The assessee had filed a return of income declaring Rs.3,94,000/-. The case was selected for limited scrutiny through CASS, specifically to verify:
- Large cash deposits in bank accounts, and
- Purchase and sale of immovable properties during the relevant financial year.
During assessment, the AO concluded that the assessee had not fully disclosed capital gains on certain sale deeds and proceeded to treat part of the sale consideration as undisclosed income. The matter finally reached the ITAT, which examined, in depth:
- Whether certain sale deeds were wrongly considered in the incorrect assessment year;
- Whether there was duplication of the same transaction due to the existence of original and amended deeds; and
- How capital gains should be computed where the assessee was only a co-owner of the property.
Additionally, the appeal itself was filed with a delay of 191 days, and the Tribunal first had to determine whether such delay deserved condonation.
Procedural History
Assessment Stage
- The AO identified that the assessee had thirteen registered sale transactions of immovable properties during the relevant period, aggregating to Rs.76,61,000/-.

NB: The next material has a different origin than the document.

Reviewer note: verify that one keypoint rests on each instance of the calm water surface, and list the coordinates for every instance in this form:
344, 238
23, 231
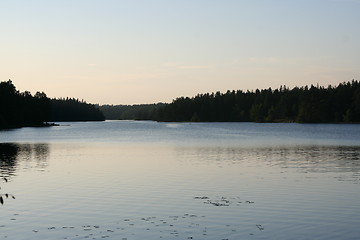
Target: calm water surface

- According to the AO, only ten transactions, totaling Rs.56,24,000/-, had been accounted for in the assessee’s return and books.
- The AO treated the balance Rs.20,37,000/- linked to three sale deeds (Sl. Nos. 11 to 13 in his tabulation) as undisclosed sale proceeds and added the entire amount to income.
Since no satisfactory explanation was furnished at the assessment stage, the AO completed the assessment under Section 143(3) of the Income Tax Act 1961 on 18/12/2018 by making additions on account of capital gains from the three disputed properties.
First Appeal before CIT(A)
The assessee took the matter before the Commissioner of Income-tax (Appeals). The key submissions placed before the CIT(A) included:
Duplication of a sale transaction:
The assessee argued that one sale had been recorded twice – once through an original deed and again through a subsequent amended deed, both having the same consideration of Rs.3,75,000/- (Sl. Nos. corresponding to Document No.2327 and Document No.2361).Wrong assessment year selection:
A sale deed reflected under Document No.3923 dated 17/08/2016 was treated as a transaction for the year under consideration, even though it pertained to the subsequent year. Conversely, another deed, Document No.3495 dated 23/07/2015, which related to the year under consideration, had been left out of the AO’s working.Co-ownership issue:
In respect of Document No.2360 dated 25/05/2015, the assessee contended that the property was jointly owned by five persons and only his 1/5th share could be subjected to capital gains tax, not the entire sale value of Rs.9,12,000/-.
The CIT(A) recorded that, despite opportunities, the assessee did not actively pursue the appeal by way of detailed submissions or further supporting documents beyond the Statement of Facts.
Even so, the CIT(A):
Directed the AO to verify the assessee’s contentions regarding:
- Duplication of transactions between Document No.2327 (original) and Document No.2361 (amended); and
- The alleged mismatch of year between Document No.3495 (original) and Document No.3923 (amended in later year),
and to allow relief if the assessee’s contention was found factually correct.